What follows is testimony. A man named Mario Pavlovich gave it to me in the way men give testimony when the world has cracked open and shown them what lies beneath. He is a social worker. Croatian by birth, Canadian by circumstance. My age. I trust him because I have sat with liars and I have sat with men who have seen things, and the difference is in the eyes and in the pauses between words. This account is one I pulled from many, from chapters I mean to bind into a book if the world permits it. I chose it because the themes recur. Case after case after case, the same architecture of the uncanny, built and rebuilt in the lives of strangers who will never meet.

The Shooting, Spring 2022

At 2:45am in Edmonton, Alberta, a red Ford Focus stopped one block from Ertale Lounge. Four masked men stepped out with semi-automatic handguns and opened fire on a crowded corner. Seventy rounds tore through glass, brick, flesh. People dropped screaming. One man, Imbert George, twenty-eight, was dead before sirens arrived. Seven others lay bleeding on the curb.

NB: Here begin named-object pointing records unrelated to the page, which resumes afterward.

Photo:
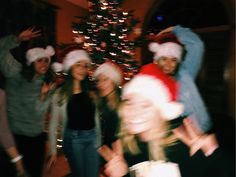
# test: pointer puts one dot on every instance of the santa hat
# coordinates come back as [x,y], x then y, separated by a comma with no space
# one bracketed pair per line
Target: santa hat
[110,70]
[152,84]
[75,56]
[57,67]
[166,45]
[36,53]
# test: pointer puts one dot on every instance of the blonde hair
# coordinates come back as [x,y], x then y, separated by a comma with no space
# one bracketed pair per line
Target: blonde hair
[156,147]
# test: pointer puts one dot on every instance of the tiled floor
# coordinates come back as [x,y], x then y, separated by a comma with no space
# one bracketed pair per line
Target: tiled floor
[60,168]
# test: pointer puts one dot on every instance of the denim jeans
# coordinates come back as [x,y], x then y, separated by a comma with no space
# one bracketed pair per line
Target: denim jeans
[80,150]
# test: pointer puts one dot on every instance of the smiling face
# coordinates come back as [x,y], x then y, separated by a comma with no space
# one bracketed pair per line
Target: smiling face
[167,64]
[41,65]
[139,115]
[79,70]
[105,85]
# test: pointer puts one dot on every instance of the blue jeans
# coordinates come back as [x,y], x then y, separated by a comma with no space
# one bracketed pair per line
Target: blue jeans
[79,147]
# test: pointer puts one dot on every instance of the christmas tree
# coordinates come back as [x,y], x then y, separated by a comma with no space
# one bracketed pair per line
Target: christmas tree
[106,34]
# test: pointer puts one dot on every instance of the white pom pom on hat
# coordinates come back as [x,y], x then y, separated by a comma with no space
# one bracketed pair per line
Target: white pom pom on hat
[152,84]
[57,67]
[111,70]
[75,56]
[166,45]
[37,53]
[168,49]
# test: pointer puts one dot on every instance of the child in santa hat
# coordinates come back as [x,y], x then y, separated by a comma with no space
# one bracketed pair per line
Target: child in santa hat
[178,52]
[150,146]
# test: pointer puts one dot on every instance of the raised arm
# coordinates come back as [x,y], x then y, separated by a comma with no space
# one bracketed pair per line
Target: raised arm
[194,47]
[8,64]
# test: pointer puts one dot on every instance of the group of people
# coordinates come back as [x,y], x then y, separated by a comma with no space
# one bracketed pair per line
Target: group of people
[154,125]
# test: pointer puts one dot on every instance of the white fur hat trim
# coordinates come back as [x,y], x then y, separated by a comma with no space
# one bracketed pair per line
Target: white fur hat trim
[168,49]
[109,70]
[57,67]
[75,56]
[37,53]
[154,90]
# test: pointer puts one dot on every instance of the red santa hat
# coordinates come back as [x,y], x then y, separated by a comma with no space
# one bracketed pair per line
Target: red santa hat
[111,70]
[152,84]
[57,67]
[166,45]
[37,53]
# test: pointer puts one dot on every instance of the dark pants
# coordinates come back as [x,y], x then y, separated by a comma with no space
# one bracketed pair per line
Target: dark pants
[33,151]
[7,169]
[80,149]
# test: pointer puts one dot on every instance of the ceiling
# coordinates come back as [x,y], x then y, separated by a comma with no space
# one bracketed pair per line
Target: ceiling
[81,3]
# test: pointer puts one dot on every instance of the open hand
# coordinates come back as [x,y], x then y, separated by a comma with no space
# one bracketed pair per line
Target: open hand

The shooters fled, triggering a fifteen-minute chase through downtown Edmonton at highway speeds. They fired into the night and vanished into the sprawl. The neighborhood was left marked by one of the worst mass shootings in Canada’s history.

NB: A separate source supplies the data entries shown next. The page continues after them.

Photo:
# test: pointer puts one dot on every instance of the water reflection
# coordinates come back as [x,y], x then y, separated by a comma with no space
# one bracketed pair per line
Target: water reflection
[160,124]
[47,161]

Mario Pavlovich wasn’t in the lounge when the bullets flew, but his business sat in the same neighborhood, its windows facing the street where blood pooled under yellow tape. In the days that followed, customers stayed away. Foot traffic collapsed. His bar’s name became tied to a massacre. What the gunmen hadn’t destroyed with bullets, they finished with fear.

The Ruin, Autumn 2022

Mario has lived with that night ever since. The silence of emptied rooms, and the weight of bills stacked higher than his receipts. And above it all the memory of the city where the violence fell, just beyond his balcony, altering not only the lives of the dead and wounded but the course of his own.

Mario had grown up in Croatia, in a home stripped of God. No prayers at the table, no quiet assurances that suffering had meaning. When the night club collapsed after the shooting, when the money and the pride drained from his life, he had nothing larger to hold on to. He was alone with the ruin.

The nights at the group home stretched long. He worked as a social worker now, watching over residents with disabilities in a house that looked ordinary from the street. The work kept them fed, and little more. The true labor was in his mind, holding himself back from the abyss that opened when all was lost.

The Meditation, Spring 2023

With no faith to fall back on, Mario tried the only thing he could imagine might steady him; he had heard it worked for some people. He sat down, closed his eyes, and began to meditate. At first it was clumsy, ten minutes of breathing, his thoughts tumbling like stones. But over time it became his only refuge. He wasn’t after enlightenment. The work was to blunt the pain, to carry it past another night.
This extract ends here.